[RFC PATCH V1 0/2] cpuidle: global registration of idle states with per-cpu statistics

March 22nd, 2011 - 07:50 am ET by Trinabh Gupta | Report spam
This patch series is an early RFC to discuss the feasibility of
avoiding registering of idle states from each cpu.

The core change is to split the cpuidle_device structure into parts
that can be global and parts that has to remain per-cpu. The per-cpu
pieces are mostly generic statistics that can be independent of
current running driver.

Motivation:
* Simplify the cpuidle subsystem framework and have
registration/unregistration done by single cpu.

* Minimise the data structure that needs to be maintained for multiple
cpuidle drivers

* Reference: https://lkml.org/lkml/2011/2/10/37

Advantages:
* Make the cpuidle framework simple for most use cases where C-States
are symmetric. In case there are asymmetric C-States detected,
fallback mechanism should be incorporated to maintain the system
functional
https://lkml.org/lkml/2011/2/10/257
https://lkml.org/lkml/2011/2/10/37

* Non x86 archs that does not have asymmetric C-States like POWER, may
not need the fallback mechanism and hence the framework will be
simple for most use cases.

Disadvantages:
* Asymmetric C-States are part of x86 ACPI specification. Incorrect
handling may functionally affect the system

* Incorporating per-cpu masks for each state to allow/dis-allow global
states on subset of CPUs may result in an implementation that is
not better than current solution of having per-cpu states.

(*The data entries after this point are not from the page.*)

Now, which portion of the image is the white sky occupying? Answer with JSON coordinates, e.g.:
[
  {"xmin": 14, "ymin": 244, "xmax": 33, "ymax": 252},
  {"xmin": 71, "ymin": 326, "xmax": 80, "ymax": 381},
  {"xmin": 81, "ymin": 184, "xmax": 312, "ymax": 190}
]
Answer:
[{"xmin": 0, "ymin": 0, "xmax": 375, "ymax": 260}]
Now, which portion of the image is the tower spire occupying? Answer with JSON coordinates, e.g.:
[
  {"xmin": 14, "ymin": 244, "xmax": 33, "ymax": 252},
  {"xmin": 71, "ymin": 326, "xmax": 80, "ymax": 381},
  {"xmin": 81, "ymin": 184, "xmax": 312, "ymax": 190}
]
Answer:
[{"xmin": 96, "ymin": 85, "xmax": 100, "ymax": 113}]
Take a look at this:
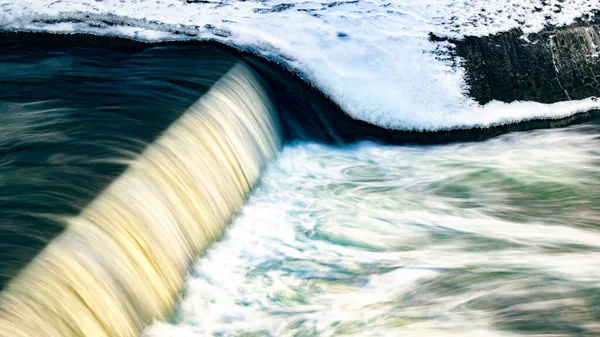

This patch series applies on top of the pm_idle cleanup patch
https://lkml.org/lkml/2011/3/22/150 (cpuidle: Cleanup pm_idle and
include driver/cpuidle.c in-kernel)

This patch series is tested on x86 Nehalem system with multiple ACPI
C-States.

This patch series has limitations of not handling multiple driver
registration and switching between drivers on all CPUs mainly due to
incomplete handling of per-cpu enable/disable and driver_data.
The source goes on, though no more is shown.